A irmã caçula do meu pai foi um anjo que caiu do céu quando, há alguns anos, eu o perdi junto com a minha mãe num acidente. Morávamos no Canadá, meu pai casou-se com a minha mãe quando ela engravidou do meu irmão e desde então nunca mais se separaram. Há oito anos quando eles estavam voltando de uma festa, um bêbado colidiu com seu carro no dos meus pais e infelizmente eles não sobreviveram ao acidente. O homem que assassinou as duas pessoas mais importantes da minha vida foi solto alguns meses depois, cumpriu sua pena sob regime aberto, pagou umas multas e não sofreu nenhuma sequela do acidente, nenhum arranhão. Nunca fui muito religiosa, mas... "Deus, o que você pensou que estava fazendo?"

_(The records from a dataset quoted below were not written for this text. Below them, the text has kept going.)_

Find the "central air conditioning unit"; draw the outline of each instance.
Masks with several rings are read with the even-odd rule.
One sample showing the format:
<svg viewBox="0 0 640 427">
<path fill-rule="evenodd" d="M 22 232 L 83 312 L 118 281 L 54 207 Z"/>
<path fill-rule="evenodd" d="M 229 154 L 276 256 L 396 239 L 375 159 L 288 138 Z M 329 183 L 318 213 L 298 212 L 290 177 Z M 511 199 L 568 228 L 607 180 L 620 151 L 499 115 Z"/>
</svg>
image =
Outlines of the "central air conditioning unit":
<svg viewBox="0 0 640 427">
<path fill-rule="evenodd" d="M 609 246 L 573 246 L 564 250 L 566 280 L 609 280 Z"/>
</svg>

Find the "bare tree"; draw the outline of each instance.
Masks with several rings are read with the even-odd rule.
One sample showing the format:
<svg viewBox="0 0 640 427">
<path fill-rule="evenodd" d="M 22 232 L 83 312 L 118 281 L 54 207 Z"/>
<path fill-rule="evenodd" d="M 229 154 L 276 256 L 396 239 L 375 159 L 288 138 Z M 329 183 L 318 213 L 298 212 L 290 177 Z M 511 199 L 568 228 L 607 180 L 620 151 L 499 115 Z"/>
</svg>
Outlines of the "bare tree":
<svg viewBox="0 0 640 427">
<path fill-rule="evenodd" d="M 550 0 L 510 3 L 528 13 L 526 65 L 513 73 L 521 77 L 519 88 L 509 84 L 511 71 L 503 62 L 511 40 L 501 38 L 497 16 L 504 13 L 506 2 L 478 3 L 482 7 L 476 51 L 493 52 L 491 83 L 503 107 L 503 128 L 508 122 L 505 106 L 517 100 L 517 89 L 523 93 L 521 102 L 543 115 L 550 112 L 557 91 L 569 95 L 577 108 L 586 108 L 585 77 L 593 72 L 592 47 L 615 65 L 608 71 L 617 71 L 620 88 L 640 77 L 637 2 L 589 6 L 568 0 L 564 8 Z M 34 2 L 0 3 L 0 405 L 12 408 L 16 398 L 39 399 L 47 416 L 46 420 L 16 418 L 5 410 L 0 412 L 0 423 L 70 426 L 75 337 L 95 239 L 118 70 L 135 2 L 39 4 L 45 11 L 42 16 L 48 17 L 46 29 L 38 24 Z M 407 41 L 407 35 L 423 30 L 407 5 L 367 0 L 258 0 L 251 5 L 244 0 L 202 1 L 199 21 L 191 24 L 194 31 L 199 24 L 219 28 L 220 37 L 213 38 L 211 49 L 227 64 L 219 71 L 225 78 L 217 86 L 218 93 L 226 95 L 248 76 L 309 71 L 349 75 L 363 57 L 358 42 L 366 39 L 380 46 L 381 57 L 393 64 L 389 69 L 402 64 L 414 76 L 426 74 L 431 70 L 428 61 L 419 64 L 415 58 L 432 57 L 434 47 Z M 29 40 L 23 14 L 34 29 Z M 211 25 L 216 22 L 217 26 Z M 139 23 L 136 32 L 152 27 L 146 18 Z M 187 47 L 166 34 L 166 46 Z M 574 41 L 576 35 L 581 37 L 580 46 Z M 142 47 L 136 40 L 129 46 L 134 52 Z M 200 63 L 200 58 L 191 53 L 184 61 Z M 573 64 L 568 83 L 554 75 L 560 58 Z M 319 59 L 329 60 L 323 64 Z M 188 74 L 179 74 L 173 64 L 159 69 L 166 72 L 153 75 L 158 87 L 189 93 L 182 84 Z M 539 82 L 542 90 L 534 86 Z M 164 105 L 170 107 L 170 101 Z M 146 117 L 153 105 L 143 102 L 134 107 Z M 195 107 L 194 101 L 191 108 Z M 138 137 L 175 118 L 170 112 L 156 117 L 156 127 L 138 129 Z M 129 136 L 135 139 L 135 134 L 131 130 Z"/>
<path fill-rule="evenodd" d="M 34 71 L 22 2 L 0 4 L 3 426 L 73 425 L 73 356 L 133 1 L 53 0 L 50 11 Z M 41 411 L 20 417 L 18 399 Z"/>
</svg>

– Cristina Flores! - Uma garota que estava sentada a duas cadeiras de mim levantou-se e seguiu o homem moreno que veio chamá-la para ser entrevistada. Ela usava calça jeans e botas, assim como eu, uma blusa social branca um tanto transparente e seu cabelo vermelho era chamativo. Lembrei da vez em que Luke resolveu pintar o cabelo de vermelho. Foi um desastre.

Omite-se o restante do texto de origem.